WordPress, Varnish and ESI Plugin

This post is a version of the slideshow presentation I did at Hack and Tell in Fort Lauderdale, Florida at The Whitetable Foundation on Saturday, June 4, 2011.

Briefly, I created a Plugin that enabled Fragment Caching with WordPress and Varnish. The problem we ran into with normal page caching methods was related to the fact that this particular client had people visiting many pages per visit, requiring the sidebar to be regenerated on uncached (cold) pages. By caching the sidebar and the page and assembling the page using Edge Side Includes, we can cache the sidebar which contains the most database intensive queries separately from the page. Thus, a visitor moving from one page to a cold page, only needs to wait for the page to generate and pull the sidebar from the cache.

What problem are we solving?

We had a high traffic site where surfers visited multiple pages, and, a very interactive site. Surfers left a lot of comments which meant we were constantly purging the page cache. This resulted in the sidebar having to be regenerated numerous times – even when it wasn’t truly necesssary.

What are our goals?

First, we want that Time to First Byte to be as quick as possible – surfers hate to wait and if you have a site that takes 12 seconds before they see any visible indication that there is something happening, most will leave.

We needed to keep the site interactive, which meant purging pages from cache when posts were made.

We had to have fast pageloads – accomplished by caching the static version of the page and doing as few calculations as possible to deliver the content.

We needed fast static content loading. Apache does very well, but, isn’t the fastest webserver out there.

How does the WordPress front page work?

The image above is a simple representation of a page that has a header, an article section where three articles are shown and a sidebar. Each of those elements is built from a number of SQL queries, assembled and displayed to the surfer.

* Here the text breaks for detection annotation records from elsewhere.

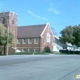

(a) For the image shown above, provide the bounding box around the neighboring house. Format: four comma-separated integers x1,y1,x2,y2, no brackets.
17,23,54,52
54,35,67,51
0,12,54,53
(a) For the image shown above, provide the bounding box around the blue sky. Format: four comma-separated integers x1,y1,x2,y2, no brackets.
0,0,80,35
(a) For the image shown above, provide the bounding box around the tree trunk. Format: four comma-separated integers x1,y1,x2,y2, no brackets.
4,44,6,55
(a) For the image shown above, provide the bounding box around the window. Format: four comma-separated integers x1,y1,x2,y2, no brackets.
28,39,32,44
12,20,14,24
43,39,46,44
22,49,25,52
47,33,50,42
34,49,38,53
2,18,5,24
12,29,14,32
34,38,39,44
28,49,32,53
17,39,20,44
22,39,26,44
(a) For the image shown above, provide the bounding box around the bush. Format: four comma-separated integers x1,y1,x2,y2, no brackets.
59,50,80,54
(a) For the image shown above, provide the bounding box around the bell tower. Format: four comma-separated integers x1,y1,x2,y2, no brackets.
0,11,18,47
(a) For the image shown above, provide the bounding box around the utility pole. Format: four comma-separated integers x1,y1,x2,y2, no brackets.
6,26,9,55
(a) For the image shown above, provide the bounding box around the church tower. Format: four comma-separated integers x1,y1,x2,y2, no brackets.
0,11,18,47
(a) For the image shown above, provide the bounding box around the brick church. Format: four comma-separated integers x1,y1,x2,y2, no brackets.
0,12,54,53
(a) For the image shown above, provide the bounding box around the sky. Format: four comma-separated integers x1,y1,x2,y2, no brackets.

Each plugin that is used, especially filter plugins that look at content and modify it before output add a little latency – resulting in a slower page display.

How does an Article page work?

An article page works very similar to the frontpage except our content block now only contains the contents from one post. Sometimes additional plugins are called to display the post content dealing with comments, social media sharing icons, greetings based on where you’re visiting from (Google, Digg, Reddit, Facebook, etc) and many more. We also see the same sidebar on our site which contains the site navigation, advertisements and other content.

What Options do we Have?

There are a number of existing caching plugins that I have benchmarked in the past. Notably we have:

* WP-Varnish
* W3 Total Cache
* WP Super Cache
* WordPress-Varnish-ESI
* and many others

Page Caching

With Page Caching, you take the entire generated page and cache it either in ram or on disk. Since the page doesn’t need to be generated from the database, the static version of the page is served much more quickly.

Fragment Caching

With Fragment Caching, we’re able to cache the page and a smaller piece that is often repeated, but, perhaps doesn’t change as often as the page. When a websurfer comments on a post, the sidebar doesn’t need to be regenerated, but, the page does.

WordPress and Varnish

Varnish doesn’t deal well with cookies, and WordPress uses a lot of cookies to maintain information about the current web surfer. Some plugins also add their own cookies to track things so that their plugin works.

Varnish can do domain name normalization which may be desired or not. Many sites redirect the bare domain to the www.domain.com. If you do this, you can modify your Varnish Cache Language (VCL) to make sure it always hands back the proper host header.

There are other issues with Varnish that affect how well it caches. There are a number of situations where Varnish doesn’t work as you would expect, but, this can all be addressed with VCL.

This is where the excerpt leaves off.